AttriStory: Fine-grained Attribute Realization for Visual Storytelling with Diffusion Models

Manogna Sreenivas, Rohit Kumar, and Soma Biswas

In CVPR Workshops, 2026

Abs Website

Visual storytelling with diffusion models has made impressive strides in maintaining character consistency across narrative scenes. However, a critical gap remains: while these methods ensure a character remains consistent across scenes, they provide no systematic method to ensure if fine-grained attributes such as color and textures of clothing, accessories are faithfully rendered in the generated images. Towards this goal, we introduce AttriStory, a benchmark enabling attribute realization in visual storytelling. We curate 200 multi-scene stories across 10 distinct artistic styles using Large Language Model.

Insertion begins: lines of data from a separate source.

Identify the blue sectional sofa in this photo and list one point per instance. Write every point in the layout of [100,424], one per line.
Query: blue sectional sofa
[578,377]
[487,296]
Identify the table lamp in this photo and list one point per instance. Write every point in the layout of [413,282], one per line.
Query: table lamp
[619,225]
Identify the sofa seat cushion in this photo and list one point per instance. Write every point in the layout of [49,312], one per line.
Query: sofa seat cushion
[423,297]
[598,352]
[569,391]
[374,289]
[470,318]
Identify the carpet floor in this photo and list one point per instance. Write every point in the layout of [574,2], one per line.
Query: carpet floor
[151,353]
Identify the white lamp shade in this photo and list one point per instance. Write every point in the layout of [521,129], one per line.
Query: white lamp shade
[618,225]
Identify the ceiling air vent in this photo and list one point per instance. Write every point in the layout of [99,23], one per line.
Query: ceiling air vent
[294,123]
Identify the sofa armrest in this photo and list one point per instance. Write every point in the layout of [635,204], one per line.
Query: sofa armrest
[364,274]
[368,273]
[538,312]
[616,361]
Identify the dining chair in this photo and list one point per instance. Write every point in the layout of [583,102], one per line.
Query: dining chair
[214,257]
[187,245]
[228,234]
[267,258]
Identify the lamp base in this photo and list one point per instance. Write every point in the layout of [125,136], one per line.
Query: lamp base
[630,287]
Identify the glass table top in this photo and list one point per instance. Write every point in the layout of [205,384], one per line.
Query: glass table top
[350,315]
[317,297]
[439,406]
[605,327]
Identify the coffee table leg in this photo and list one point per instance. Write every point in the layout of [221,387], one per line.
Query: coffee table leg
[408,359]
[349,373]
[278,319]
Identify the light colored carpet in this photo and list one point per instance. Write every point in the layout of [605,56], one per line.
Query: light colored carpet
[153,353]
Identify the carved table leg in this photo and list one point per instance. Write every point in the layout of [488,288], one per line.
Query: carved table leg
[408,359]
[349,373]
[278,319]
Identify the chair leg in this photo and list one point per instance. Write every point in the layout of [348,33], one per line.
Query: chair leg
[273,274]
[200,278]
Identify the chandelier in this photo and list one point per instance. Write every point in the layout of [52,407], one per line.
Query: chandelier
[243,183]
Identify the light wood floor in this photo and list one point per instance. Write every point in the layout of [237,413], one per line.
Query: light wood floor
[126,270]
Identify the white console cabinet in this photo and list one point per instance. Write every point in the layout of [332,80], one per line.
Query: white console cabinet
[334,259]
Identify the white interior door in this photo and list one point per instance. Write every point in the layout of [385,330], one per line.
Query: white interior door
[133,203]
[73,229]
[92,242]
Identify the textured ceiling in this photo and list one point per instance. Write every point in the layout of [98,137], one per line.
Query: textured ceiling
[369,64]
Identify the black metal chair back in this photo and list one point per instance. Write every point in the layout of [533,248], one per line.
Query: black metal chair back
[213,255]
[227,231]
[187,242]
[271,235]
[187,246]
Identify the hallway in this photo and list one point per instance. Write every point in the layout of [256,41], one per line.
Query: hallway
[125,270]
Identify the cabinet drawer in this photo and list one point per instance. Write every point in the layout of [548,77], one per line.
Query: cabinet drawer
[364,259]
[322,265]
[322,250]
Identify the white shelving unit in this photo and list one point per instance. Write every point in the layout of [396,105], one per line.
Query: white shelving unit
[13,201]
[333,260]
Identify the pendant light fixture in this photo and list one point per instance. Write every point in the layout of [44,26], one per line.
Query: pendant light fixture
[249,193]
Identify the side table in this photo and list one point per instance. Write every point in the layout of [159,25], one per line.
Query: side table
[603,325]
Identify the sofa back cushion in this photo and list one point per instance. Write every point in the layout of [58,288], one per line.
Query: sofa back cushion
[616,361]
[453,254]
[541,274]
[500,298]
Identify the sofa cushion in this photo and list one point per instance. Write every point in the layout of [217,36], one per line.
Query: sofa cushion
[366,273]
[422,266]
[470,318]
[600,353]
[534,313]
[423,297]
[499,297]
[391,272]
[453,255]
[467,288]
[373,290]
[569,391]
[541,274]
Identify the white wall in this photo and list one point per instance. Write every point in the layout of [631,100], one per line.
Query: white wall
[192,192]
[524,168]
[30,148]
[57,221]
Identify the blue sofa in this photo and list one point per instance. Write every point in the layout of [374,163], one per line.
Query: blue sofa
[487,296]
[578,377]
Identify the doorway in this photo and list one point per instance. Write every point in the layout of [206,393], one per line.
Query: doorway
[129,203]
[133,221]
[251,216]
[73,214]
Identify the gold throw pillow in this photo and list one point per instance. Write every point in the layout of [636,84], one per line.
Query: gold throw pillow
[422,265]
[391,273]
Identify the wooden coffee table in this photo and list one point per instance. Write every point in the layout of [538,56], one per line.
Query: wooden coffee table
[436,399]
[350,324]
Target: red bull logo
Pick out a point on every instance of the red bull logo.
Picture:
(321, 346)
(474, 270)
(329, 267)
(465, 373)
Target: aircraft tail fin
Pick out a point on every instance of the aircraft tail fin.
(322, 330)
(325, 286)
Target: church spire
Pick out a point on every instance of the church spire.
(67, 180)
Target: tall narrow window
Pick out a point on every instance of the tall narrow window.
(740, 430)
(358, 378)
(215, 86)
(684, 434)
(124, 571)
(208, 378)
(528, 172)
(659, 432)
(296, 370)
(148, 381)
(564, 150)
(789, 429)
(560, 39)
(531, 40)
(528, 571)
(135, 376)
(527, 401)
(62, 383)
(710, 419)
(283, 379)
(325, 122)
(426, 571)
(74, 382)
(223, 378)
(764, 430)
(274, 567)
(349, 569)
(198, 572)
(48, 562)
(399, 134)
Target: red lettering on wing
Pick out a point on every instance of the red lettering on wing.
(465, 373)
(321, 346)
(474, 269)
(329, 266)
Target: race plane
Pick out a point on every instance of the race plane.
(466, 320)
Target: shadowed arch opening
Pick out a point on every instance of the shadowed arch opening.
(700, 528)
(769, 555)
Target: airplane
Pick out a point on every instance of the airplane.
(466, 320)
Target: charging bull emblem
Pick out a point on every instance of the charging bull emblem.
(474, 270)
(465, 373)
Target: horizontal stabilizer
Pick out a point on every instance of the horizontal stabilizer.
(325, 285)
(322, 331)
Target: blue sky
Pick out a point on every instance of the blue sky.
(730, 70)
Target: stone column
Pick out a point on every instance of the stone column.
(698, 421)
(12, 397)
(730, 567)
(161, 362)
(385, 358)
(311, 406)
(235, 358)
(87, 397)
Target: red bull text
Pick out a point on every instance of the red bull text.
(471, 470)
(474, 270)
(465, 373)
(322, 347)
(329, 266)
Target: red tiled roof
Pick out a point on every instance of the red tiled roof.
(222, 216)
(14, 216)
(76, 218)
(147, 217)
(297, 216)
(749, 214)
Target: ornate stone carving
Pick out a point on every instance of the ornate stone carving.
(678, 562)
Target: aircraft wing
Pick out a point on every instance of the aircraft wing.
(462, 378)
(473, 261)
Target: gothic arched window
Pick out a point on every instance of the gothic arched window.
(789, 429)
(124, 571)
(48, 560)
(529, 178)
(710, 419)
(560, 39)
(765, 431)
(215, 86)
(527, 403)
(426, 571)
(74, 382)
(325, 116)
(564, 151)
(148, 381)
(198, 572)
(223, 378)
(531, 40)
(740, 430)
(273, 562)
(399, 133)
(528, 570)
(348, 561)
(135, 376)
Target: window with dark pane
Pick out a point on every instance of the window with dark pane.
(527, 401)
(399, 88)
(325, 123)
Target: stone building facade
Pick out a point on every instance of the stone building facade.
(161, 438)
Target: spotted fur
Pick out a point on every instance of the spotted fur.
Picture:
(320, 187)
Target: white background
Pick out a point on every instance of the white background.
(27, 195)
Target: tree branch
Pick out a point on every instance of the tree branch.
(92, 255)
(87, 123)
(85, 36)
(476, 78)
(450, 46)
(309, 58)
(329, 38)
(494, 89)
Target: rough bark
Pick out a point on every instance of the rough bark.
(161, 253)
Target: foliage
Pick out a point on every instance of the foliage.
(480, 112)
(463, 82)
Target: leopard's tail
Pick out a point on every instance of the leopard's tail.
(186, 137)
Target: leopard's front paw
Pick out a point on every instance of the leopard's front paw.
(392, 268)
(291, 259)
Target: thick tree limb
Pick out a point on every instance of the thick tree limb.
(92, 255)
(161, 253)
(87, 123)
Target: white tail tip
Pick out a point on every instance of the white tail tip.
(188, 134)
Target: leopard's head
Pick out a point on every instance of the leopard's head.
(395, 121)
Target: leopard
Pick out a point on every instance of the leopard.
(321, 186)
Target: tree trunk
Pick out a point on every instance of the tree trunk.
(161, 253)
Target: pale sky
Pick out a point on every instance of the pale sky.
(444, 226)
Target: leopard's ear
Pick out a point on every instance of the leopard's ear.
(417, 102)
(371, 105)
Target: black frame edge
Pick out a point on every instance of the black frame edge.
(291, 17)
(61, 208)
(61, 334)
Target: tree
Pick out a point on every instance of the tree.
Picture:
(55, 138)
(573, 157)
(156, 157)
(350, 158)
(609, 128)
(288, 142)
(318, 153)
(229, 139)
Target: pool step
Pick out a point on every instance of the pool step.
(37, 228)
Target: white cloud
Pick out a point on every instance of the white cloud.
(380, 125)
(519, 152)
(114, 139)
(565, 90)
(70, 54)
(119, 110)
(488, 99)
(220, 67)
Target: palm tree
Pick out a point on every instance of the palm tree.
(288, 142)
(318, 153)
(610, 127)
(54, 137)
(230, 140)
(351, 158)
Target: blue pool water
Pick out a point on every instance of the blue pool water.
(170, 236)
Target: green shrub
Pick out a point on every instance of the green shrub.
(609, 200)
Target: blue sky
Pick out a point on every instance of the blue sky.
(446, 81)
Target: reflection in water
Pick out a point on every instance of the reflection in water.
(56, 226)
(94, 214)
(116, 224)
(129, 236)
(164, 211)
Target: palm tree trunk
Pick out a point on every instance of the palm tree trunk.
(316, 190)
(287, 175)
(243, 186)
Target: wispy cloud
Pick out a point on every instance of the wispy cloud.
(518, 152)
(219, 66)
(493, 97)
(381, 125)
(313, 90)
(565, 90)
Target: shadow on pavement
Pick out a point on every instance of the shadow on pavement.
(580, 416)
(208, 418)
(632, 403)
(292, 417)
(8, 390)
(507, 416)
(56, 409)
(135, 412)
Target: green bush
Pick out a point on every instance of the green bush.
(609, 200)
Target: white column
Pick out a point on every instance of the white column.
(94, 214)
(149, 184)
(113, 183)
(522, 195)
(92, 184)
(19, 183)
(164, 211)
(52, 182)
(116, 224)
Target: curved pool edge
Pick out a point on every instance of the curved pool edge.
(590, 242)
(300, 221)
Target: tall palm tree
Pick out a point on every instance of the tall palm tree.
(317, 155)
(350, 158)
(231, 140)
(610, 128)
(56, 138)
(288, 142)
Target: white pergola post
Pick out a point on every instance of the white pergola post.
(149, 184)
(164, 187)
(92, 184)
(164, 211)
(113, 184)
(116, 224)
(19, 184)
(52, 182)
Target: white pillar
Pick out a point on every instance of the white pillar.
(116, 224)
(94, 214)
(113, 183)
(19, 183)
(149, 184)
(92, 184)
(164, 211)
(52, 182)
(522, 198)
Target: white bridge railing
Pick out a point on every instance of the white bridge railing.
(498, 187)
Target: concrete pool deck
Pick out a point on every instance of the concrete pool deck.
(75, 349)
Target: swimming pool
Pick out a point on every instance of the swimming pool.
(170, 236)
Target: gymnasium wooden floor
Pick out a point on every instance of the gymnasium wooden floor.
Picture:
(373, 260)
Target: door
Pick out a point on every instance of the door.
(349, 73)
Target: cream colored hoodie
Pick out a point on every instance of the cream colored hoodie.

Each scene is constructed with detailed attribute specifications to enable rich visual narratives. Further, to address attribute realization, we propose a plug-and-play latent optimization module that operates during early denoising steps, when the model establishes structural and semantic content. We achieve this through AttriLoss objective designed to maximize alignment between the cross-attention maps for desired attribute-object pairs while suppressing spurious associations, guiding models to localize attributes correctly. This approach operates orthogonally to existing consistency mechanisms, integrating seamlessly with current story generation pipelines without requiring architectural modifications. Our experiments demonstrate consistent improvements on incorporating AttriLoss across all baselines. This work positions attribute realization as a distinct, complementary dimension of visual storytelling, alongside character consistency, advancing the field toward fine-grained attribute-controlled story generation.
TMLR

Effectiveness of Vision Language Models for Open-world Single Image Test Time Adaptation

Manogna Sreenivas, and Soma Biswas

In Transactions in Machine Learning Research, 2025

Abs Website

We propose a novel framework to address the real-world challenging task of Single Image Test Time Adaptation in an open and dynamic environment. We leverage large scale Vision Language Models like CLIP to enable real time adaptation on a per-image basis without access to source data or ground truth labels. Since the deployed model can also encounter unseen classes in an open world, we first employ a simple and effective Out of Distribution (OOD) detection module to distinguish between weak and strong OOD samples. We propose a novel contrastive learning based objective to enhance the discriminability between weak and strong OOD samples by utilizing small, dynamically updated feature banks. Finally, we also employ a classification objective for adapting the model using the reliable weak OOD samples. The proposed framework ROSITA combines these components, enabling continuous online adaptation of Vision Language Models on a single image basis. Extensive experimentation on diverse domain adaptation benchmarks validates the effectiveness of the proposed framework.
WACV

pSTarC: Pseudo Source Guided Target Clustering for Fully Test-Time Adaptation

Manogna Sreenivas, Goirik Chakrabarty, and Soma Biswas

In Winter Conference on Applications of Computer Vision, 2024

Abs Website

Test Time Adaptation (TTA) is a pivotal concept in machine learning, enabling models to perform well in real-world scenarios, where test data distribution differs from training. In this work, we propose a novel approach called pseudo Source guided Target Clustering (pSTarC) addressing the relatively unexplored area of TTA under real-world domain shifts. This method draws inspiration from target clustering techniques and exploits the source classifier for generating pseudo-source samples. The test samples are strategically aligned with these pseudo-source samples, facilitating their clustering and thereby enhancing TTA performance. pSTarC operates solely within the fully test-time adaptation protocol, removing the need for actual source data. Experimental validation on a variety of domain shift datasets, namely VisDA, Office-Home, DomainNet-126, CIFAR-100C verifies pSTarC’s effectiveness. This method exhibits significant improvements in prediction accuracy along with efficient computational requirements. Furthermore, we also demonstrate the universality of the pSTarC framework by showing its effectiveness for the continuous TTA framework.